SImilarly, the new support specialists aren’t supposed to engage in routine student discipline, according to the district, and are there to help create safety plans, respond to crises and connect with students. Their training is supposed to encompass de-escalating conflicts, restorative justice, dismantling the “school-to-prison pipeline,” “school security 101” and how to restrain children, according to a school board agenda from August. The district document also noted training in Gaggle, a tool that allows schools to surveil students’ online behaviors.
Student activists’ push for police-free schools is about more than removing officers from campuses, said Maria Fernandez, senior campaign strategist at the Advancement Project, a national racial-justice group. It’s about ending a culture of policing and surveillance that she said is pervasive in many schools, especially those where Black and brown students make up the majority.
“This public safety support specialists’ use of surveillance technology like Gaggle,” she said, “continues to perpetuate policing and criminalization.” How Minneapolis responds to the imperative to change student policing is “shaping fights across the country,” she said.
The Minneapolis school district serves about 35,000 students, roughly 65 percent of whom are youth of color. Meanwhile, more than two-thirds of school staff are white, according to district data. But staff of color often serve in school support roles like special education assistants and deans, one finalist said. To improve conditions for youth of color, the district must do more to diversify teachers and administrators, according to the finalist.
Harris, the finalist who is an ex-corrections officer, questioned the district’s decision to terminate its police contract in the first place. Clearly the district felt its schools could be dangerous if it saw the need to station armed police in the buildings, he said. But those threats “didn’t disappear just because there was social injustice with George Floyd.” He worried that community pushback prompted school officials to hire support specialists without law enforcement experience even though they could be “just as authoritative as a police officer” but without adequate experience in confronting dangerous situations.
“A social worker is not going to break up a fight — they’re just not,” he said. “I’ve been in schools for many years, and they’re not. They may know how to de-escalate one, but once it gets to an area of unsafe environment, they’re not paid to do that, they don’t even have that type of training.”
But Ali, the finalist who turned down the job offer, said he supported the school board’s decision to terminate the police contract because students made their opposition loud and clear. He said he felt the support specialist position would be a marked improvement. Deans and other support staff know what students experience at home and know how to create positive relationships, he said.

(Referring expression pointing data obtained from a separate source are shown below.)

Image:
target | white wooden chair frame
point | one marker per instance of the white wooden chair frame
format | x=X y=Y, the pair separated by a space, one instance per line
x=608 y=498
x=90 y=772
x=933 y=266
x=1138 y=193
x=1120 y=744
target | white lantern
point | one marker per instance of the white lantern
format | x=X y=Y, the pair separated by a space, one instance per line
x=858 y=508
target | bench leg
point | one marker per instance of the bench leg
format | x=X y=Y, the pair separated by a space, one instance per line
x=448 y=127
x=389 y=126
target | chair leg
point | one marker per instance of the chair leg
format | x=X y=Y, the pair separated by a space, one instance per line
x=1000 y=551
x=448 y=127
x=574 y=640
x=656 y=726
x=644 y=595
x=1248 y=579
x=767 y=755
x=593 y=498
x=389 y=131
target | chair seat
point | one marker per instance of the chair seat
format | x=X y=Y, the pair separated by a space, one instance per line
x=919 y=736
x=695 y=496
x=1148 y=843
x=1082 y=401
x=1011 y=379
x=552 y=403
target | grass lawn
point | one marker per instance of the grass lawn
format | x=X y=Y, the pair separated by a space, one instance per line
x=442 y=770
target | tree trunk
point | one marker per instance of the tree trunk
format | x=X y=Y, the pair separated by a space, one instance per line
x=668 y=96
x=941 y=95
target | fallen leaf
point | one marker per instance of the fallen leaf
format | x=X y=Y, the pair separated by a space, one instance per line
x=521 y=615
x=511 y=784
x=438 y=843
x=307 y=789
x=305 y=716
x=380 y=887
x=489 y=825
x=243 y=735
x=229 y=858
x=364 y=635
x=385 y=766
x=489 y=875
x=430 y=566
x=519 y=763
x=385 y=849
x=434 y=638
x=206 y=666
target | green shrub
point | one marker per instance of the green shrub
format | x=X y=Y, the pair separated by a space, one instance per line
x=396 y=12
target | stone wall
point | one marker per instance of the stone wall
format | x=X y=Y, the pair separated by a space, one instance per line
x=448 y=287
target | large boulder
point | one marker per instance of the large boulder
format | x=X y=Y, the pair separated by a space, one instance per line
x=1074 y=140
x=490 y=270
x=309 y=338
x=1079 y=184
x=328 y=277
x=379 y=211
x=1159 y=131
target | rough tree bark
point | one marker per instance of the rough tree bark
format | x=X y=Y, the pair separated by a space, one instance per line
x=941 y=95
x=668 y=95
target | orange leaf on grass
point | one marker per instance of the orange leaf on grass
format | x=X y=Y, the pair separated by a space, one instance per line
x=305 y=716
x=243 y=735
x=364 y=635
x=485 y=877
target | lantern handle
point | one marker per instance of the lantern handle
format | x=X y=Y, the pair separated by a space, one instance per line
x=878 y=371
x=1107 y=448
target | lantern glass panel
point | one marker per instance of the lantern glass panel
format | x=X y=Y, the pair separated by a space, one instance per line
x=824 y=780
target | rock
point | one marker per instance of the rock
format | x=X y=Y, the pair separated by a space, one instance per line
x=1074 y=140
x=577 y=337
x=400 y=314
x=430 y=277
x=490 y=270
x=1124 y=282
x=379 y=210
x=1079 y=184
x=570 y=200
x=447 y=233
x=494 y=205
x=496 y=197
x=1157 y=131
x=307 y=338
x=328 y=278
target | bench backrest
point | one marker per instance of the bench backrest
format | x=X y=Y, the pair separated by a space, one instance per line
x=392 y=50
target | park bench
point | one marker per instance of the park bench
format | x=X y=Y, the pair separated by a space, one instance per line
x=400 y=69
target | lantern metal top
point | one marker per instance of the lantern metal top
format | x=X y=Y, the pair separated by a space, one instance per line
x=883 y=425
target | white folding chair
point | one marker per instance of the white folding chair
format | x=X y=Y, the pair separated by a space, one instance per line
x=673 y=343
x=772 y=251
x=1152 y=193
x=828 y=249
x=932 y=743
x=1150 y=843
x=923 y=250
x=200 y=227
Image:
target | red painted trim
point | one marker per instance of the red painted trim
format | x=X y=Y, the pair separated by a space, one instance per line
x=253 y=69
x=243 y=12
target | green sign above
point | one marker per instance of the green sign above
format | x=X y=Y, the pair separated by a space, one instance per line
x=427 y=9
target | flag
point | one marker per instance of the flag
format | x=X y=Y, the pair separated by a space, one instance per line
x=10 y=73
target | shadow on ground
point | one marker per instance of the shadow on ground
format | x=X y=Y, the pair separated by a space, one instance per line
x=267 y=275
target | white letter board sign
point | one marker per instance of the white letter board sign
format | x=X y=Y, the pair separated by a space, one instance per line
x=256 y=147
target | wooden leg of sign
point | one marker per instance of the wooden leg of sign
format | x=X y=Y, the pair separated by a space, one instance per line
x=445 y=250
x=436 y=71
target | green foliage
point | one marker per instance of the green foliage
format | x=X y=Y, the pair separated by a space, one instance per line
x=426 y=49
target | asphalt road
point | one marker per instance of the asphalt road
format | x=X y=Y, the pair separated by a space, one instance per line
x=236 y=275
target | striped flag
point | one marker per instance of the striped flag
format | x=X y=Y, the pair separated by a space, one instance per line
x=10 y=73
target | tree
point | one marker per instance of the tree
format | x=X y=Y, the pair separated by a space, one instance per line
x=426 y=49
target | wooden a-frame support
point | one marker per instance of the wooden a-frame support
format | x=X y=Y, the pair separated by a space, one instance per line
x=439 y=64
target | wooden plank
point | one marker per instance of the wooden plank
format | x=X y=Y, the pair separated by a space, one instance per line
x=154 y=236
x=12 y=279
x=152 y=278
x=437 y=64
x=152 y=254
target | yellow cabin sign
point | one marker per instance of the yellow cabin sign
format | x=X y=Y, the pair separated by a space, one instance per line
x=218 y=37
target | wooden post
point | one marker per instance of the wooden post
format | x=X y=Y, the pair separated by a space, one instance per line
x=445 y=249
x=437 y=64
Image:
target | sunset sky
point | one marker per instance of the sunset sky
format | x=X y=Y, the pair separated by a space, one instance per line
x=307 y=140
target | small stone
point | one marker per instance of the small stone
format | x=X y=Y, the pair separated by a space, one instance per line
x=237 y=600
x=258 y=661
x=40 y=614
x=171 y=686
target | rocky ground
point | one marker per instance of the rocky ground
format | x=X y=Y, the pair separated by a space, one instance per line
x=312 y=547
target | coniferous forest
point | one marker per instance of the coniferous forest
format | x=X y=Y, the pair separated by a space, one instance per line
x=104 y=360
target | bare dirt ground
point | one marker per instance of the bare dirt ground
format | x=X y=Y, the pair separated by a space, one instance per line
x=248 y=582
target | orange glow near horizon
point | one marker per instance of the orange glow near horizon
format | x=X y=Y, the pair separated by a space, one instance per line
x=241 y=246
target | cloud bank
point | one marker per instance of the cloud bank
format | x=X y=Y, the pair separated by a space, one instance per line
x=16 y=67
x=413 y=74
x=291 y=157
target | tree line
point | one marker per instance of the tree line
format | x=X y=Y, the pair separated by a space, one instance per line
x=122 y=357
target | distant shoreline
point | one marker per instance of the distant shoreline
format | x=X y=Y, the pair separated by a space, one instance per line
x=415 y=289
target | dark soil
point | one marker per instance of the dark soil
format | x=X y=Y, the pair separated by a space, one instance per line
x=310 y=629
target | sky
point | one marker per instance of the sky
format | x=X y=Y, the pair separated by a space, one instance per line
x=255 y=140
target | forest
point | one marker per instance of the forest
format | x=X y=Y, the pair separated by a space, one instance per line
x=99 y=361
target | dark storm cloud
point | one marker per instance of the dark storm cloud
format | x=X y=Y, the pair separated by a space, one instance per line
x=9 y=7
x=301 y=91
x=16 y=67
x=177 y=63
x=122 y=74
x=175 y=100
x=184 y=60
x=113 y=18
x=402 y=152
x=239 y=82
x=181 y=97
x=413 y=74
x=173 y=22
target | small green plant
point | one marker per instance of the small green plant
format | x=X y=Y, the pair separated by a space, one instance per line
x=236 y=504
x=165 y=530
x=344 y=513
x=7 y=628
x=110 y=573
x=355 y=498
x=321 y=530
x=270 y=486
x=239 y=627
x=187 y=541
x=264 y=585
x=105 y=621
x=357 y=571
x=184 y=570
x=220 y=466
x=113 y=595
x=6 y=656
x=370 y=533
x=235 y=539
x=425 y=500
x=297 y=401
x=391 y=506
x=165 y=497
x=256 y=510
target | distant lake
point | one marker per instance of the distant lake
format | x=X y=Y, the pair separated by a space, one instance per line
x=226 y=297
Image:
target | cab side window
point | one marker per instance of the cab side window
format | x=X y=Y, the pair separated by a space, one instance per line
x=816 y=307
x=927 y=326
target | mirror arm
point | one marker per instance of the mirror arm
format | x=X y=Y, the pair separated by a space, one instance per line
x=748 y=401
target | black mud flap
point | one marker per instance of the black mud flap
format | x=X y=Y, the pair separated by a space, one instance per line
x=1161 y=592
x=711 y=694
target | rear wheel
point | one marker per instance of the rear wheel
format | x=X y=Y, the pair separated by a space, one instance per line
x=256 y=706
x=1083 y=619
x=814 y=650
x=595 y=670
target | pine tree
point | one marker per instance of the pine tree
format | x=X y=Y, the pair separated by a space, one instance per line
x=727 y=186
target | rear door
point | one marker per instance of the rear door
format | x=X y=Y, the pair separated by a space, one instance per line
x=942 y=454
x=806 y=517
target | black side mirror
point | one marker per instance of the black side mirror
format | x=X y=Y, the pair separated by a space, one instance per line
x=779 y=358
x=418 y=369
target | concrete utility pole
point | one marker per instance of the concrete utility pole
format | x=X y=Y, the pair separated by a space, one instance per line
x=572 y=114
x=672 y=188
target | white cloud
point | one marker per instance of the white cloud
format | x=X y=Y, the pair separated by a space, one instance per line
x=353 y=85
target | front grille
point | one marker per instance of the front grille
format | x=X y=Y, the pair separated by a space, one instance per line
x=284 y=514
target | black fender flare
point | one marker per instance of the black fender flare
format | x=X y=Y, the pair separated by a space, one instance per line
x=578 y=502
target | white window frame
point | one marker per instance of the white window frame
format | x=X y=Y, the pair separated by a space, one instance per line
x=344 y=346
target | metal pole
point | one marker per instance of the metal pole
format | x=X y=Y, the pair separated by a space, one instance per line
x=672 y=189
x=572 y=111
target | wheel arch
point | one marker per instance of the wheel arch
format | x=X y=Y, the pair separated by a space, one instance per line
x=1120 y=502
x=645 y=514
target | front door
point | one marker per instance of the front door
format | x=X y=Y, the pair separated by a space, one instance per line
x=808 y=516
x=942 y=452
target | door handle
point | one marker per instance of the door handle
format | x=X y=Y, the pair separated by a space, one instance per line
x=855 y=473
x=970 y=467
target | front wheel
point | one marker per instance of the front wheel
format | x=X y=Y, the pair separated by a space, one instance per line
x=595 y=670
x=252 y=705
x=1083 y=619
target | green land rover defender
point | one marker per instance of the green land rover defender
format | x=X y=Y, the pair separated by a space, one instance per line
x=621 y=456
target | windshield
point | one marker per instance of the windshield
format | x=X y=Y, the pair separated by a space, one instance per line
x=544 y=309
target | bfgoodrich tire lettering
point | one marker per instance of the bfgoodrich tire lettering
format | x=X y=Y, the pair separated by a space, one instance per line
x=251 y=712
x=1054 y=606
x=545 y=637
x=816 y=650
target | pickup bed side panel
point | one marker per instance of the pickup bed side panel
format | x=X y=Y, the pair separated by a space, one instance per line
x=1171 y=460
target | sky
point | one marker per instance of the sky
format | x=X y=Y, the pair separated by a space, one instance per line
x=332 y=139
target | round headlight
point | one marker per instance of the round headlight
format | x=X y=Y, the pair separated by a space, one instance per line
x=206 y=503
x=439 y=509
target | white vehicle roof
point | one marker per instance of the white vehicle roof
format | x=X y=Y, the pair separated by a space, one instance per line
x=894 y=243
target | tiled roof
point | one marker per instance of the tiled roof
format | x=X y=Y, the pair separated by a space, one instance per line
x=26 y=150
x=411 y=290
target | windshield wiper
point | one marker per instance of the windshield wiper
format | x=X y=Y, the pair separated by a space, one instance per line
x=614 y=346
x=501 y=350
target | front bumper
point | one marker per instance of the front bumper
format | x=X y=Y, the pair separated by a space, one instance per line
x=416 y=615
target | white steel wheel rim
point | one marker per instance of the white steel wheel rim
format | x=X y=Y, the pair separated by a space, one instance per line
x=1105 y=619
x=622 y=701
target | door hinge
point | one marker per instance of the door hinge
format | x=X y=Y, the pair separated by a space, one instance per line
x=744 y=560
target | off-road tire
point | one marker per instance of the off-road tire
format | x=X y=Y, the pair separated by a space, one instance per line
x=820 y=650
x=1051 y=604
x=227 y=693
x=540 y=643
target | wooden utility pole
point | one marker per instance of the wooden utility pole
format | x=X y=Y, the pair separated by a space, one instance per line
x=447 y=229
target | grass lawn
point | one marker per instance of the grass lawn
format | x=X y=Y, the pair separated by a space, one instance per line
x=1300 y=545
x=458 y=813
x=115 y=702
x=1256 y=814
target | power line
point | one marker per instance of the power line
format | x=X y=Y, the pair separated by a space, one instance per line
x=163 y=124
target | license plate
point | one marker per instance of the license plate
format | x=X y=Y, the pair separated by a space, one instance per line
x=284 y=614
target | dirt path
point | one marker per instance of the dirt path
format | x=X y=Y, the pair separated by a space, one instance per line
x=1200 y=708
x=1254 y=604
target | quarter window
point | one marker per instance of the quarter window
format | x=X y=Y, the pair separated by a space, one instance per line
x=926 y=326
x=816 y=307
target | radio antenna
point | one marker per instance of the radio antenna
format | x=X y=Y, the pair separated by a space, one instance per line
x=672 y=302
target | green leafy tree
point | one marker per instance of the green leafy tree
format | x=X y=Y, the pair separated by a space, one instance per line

Rather than serving as a “person of authority,” the support specialists will offer students someone they “can go to for help and seek out advice,” he said. “It’s more of a person you can see as a mentor, a role model, someone you can get support from.”
Even though the lengthy hiring process led Ali to leave his job with the Minneapolis district, he has just one regret: leaving behind the students he got to know as a dean.
“I just hope whoever got the position that I declined is there for the kids and is there for the staff and the parents,” he said. “I know it’s not an easy job.”